The Packers' biggest games during the 1920s:
1. Packers 20, New York Giants 6 (Nov. 24, 1929) --The Packers played only 11 men until the closing minutes and dominated the previously unbeaten Giants at New York's Polo Grounds. With the Packers clinging to a 7-6 lead in the fourth quarter, Hurdis McCrary capped an 80-yard drive with a 1-yard touchdown and then, in the closing seconds, Johnny Blood scored on a 3-yard run. But the deciding factor was Vern Lewellen's booming punts that allowed the Packers to win the battle of field position. The league champion at that time was determined by the final standings. The Packers finished 12-0-1; the Giants, 13-1-1.

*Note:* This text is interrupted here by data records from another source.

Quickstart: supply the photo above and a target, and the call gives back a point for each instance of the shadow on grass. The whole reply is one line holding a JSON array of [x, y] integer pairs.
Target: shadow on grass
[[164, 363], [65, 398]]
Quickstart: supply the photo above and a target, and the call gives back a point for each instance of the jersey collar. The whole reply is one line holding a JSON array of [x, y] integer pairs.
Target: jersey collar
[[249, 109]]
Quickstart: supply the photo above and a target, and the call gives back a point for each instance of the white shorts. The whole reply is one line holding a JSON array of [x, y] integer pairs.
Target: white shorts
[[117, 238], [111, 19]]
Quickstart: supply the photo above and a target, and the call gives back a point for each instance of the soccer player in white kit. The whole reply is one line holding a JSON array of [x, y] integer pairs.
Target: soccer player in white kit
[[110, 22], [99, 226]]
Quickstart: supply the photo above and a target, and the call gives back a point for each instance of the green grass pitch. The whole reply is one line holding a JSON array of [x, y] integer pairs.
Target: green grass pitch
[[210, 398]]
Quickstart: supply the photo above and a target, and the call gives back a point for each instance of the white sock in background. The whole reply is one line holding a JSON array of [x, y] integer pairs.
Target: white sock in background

2. Packers 25, Bears 0 (Dec. 8, 1929) --After leading 6-0 at halftime, halfback Eddie Kotal made two spectacular running catches of Lewellen passes within a five-minute span in the third quarter, and the Packers rolled from there to clinch their first NFL title in their final league game of the season. That night, when the Packers returned home from their conquest at Wrigley Field, an estimated 20,000 fans greeted them at the Chicago & North Western train depot (now home of Titletown Brewery).

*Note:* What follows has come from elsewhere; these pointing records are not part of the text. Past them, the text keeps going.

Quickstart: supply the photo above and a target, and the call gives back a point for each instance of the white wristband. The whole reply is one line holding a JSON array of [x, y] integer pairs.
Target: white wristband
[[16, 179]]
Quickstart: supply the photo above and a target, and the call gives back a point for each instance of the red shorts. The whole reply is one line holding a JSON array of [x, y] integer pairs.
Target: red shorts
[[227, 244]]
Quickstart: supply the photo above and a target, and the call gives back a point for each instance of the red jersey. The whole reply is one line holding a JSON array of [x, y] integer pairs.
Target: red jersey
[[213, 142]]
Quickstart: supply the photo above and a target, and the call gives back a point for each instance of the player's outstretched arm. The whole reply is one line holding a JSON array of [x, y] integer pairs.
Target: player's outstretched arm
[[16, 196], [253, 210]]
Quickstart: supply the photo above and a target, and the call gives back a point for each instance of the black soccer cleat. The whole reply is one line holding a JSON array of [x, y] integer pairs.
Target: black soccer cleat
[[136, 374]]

3. Packers 7, Minneapolis Marines 6 (Oct. 23, 1921) --With the Packers trailing 6-0 late in the fourth quarter of their first game in what is now the NFL, end Dave Hayes recovered a fumble on the Marines' 35-yard line. Halfback Buff Wagner made a spectacular catch of a Curly Lambeau pass to advance the ball to the 14, and Art Schmaehl eventually plunged over from the 1. Lambeau's extra point proved decisive and set off a wild celebration at Hagemeister Park. Talk about must wins, years later historian Jack Rudolph, a colleague of Packers co-founder George Whitney Calhoun, wrote that the story was never verified but some believed the Packers were admitted to the loosely-organized league on a conditional basis and if they hadn't beaten the Marines they would have lost more than a game, they would have been expelled from what was then the American Professional Football Association. As a footnote to that claim, the Packers essentially scheduled their league games that year from week to week.
4. Packers 10, Duluth Kelleys 0 (Nov. 30, 1922) --Although it wasn't officially counted as a league game, it might have been as seminal a one as the Packers ever played after a morning-long downpour created a quandary. Do they play and risk losing a boatload of money that could sink the franchise by nightfall, or do they cancel it and hope to play another day? Andrew Turnbull, publisher of the Green Bay Press-Gazette, encouraged Lambeau and Calhoun, two of the owners that year, to play no matter how much cash would be washed down the drain. Turnbull also promised he'd try to get the business community to throw its support behind the team after the season ended. The Packers won a mud bath with Lambeau scoring the only TD, but finished on the ropes financially when no more than 1,000 people showed up at Hagemeister Park. True to his promise, Turnbull led the effort to create the non-profit corporate structure that exists today. And Calhoun, who doubled as a sportswriter at the Press-Gazette, would write years later "it was a turning point in the history of the Packers."
5. Packers 14, Chicago Bears 10 (Sept. 27, 1925) --Quarterback Charlie Mathys threw a 6-yard pass to Lewellen early in the fourth quarter on a fourth-and-goal play and it proved to be the winning touchdown as the Packers beat the rival Bears for the first time. The game was played at Bellevue Park, the Packers' home in 1923-'24.